Monday, June 19, 2017

Book #63: The Entitlement Trap by Richard and Linda Eyre

I've read a few of the Eyres' parenting books now and I always come away inspired with lots of ideas of things I want to do. This book mainly focuses on their ideas for a "family economy" to give your kids experience with handling and using money but making them earn their money and use it to pay for things they want and need, like clothes, toys, snacks, and doing stuff with their friends. They emphasize the importance of kids feeling and having "ownership" over their own activities and possessions and spend most of the book discussing how they can feel that ownership over different aspects of their lives (the first half is about their things, but the second half is about ownership of values, decisions, bodies, relationships, etc.). They have to earn their money by completing their routine chores every day during the week (but other things are done just for belonging to the family). I feel like this system sounds like a lot of work but actually really important for teaching these skills and knowledge. I know I want to do some variation on this when our kids get older (they suggest eight).

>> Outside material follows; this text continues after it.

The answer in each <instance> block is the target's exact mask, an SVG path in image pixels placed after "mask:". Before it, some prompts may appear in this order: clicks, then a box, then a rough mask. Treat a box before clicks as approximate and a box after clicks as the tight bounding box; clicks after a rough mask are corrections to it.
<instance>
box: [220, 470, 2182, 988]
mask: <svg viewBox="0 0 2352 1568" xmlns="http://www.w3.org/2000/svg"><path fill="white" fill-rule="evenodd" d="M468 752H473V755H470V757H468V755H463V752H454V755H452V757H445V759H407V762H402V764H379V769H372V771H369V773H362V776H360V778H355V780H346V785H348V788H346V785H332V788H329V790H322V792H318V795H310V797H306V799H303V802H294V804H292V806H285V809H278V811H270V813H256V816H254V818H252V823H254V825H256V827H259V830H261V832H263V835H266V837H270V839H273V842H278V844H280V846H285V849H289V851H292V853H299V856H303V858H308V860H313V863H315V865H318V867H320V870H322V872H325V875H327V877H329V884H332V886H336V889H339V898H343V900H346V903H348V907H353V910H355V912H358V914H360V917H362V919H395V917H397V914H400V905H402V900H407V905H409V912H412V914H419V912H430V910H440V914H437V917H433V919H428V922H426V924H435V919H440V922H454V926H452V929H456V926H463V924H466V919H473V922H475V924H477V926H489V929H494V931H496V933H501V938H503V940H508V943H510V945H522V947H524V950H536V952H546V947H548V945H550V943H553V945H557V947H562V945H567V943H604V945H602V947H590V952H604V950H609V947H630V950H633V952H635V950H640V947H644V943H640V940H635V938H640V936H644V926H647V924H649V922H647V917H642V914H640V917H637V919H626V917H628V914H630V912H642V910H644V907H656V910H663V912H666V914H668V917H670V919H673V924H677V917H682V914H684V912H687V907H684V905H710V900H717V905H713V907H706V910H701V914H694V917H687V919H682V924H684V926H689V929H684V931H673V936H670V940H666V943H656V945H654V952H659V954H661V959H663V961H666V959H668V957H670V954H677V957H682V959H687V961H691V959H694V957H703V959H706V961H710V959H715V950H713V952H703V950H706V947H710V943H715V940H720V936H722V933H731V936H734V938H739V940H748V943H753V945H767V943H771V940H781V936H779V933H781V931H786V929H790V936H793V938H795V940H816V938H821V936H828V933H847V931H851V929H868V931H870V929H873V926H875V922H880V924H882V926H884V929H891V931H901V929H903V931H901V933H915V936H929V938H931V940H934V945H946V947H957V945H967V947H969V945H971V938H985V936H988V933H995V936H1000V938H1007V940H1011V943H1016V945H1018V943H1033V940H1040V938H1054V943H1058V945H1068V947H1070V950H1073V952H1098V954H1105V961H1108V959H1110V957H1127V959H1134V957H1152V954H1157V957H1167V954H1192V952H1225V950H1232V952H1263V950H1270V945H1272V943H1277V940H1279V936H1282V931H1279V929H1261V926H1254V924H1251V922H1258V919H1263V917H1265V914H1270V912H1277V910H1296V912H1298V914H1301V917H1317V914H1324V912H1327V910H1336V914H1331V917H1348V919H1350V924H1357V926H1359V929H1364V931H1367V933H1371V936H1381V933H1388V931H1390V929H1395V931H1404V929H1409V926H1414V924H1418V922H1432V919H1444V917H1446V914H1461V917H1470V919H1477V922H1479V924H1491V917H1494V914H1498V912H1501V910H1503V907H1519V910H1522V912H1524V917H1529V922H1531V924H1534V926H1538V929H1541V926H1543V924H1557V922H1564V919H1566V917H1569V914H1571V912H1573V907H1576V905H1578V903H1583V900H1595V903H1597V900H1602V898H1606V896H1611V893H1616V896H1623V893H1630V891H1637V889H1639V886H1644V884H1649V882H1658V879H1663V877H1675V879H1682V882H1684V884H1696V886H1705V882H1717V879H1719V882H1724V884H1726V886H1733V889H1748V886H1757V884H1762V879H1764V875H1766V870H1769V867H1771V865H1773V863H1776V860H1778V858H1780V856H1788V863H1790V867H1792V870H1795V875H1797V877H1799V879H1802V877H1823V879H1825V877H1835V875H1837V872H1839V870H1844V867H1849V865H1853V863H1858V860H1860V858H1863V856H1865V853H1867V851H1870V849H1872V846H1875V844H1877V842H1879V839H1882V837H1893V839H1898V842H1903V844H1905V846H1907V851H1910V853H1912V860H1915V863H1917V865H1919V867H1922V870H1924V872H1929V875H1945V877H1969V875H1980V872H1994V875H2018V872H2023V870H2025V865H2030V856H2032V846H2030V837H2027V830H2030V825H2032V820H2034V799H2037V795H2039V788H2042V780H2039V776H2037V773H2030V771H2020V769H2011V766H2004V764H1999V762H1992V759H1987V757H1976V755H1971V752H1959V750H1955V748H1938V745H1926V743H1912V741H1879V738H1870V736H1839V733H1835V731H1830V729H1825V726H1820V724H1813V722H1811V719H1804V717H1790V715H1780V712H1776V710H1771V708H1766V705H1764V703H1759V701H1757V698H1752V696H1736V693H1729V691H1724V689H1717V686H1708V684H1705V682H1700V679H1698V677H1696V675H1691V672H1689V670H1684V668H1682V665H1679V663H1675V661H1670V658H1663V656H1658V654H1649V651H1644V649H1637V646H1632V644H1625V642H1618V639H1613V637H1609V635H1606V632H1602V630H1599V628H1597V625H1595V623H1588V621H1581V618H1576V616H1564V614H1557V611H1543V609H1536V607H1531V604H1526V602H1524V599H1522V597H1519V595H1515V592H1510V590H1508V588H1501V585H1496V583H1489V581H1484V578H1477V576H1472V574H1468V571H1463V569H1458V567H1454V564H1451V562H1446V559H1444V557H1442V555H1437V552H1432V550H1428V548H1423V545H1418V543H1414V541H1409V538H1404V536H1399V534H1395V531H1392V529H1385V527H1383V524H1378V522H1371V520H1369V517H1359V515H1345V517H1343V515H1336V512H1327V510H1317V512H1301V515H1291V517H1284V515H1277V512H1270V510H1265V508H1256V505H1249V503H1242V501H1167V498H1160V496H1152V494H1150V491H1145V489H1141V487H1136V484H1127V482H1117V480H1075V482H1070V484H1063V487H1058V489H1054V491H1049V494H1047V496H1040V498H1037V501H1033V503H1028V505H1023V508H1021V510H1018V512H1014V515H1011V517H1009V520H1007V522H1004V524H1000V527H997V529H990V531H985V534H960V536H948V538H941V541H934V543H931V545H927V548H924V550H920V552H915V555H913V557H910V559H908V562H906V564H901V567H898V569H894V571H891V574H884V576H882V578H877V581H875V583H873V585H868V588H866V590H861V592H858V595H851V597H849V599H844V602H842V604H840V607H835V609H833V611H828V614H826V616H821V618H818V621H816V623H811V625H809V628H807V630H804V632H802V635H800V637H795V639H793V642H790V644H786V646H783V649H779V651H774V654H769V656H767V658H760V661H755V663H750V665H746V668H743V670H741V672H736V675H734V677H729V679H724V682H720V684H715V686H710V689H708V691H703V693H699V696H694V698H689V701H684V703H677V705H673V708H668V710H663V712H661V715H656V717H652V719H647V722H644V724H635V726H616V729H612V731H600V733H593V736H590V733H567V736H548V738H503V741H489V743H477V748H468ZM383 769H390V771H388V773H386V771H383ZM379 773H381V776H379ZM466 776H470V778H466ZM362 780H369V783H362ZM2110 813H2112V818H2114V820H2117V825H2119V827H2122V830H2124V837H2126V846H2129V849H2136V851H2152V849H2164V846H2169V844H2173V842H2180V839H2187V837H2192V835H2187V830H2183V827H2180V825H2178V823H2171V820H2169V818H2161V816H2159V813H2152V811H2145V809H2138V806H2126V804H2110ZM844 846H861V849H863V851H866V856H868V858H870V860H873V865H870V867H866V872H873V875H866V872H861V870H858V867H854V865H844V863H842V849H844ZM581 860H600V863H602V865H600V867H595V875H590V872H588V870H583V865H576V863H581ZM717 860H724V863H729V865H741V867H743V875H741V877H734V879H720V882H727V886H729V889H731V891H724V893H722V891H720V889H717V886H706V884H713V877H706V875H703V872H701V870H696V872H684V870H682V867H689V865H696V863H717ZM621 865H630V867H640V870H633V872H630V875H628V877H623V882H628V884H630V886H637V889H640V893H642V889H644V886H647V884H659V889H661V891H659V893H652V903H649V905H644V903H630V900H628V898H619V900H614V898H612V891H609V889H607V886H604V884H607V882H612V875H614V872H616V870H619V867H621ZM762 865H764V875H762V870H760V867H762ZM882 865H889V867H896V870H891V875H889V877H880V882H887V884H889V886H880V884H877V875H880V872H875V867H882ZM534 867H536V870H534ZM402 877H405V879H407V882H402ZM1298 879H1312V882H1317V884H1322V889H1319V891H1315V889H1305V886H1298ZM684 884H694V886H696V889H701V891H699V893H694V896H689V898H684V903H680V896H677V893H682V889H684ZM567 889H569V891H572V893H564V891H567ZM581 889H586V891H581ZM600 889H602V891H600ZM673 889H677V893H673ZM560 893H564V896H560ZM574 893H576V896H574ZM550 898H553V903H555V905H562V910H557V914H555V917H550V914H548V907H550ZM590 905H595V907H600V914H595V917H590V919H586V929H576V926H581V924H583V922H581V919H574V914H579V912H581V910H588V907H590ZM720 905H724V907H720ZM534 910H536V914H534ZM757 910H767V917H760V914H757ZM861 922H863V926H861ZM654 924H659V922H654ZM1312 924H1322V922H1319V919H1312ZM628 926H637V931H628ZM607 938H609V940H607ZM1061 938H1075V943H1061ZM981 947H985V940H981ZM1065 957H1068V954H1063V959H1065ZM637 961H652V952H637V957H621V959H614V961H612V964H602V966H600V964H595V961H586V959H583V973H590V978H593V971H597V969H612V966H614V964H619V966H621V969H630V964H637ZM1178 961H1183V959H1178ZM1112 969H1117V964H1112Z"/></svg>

Reading this book has prompted a lot of discussion between Tommy and I about what we did as kids. Tommy's family sounds a lot like this system, whereas mine was a lot more loose and we got just a few dollars of allowance each month. I think my family's system was fine but the problem with me was that I would just "borrow" (aka take) money from my mom all the time and never tried to curb my spending to fit what I had, since I only had like $20 which was definitely not enough to cover any sort of spending. I still kind of have an aversion to giving kids tons of money for "allowance," but I think if it goes along with the sort of instruction and discussion that they have in this book, about being responsible and expecting that you pay for your own things and expecting them to pay for their own toys and clothes, then it makes sense and will actually help them build better habits in the future. I feel like I got lucky that I'm naturally not a big spender anyway.

DEFINITELY want to revisit this book in a few years when Dane is closer to eight to remind myself of these ideas. A lot of them are not applicable now but will be very useful around then (the whole money thing, talking to your kids about their bodies/sex, the repenting bench (which I would love to implement now but Graham is definitely not capable of that level of thought)).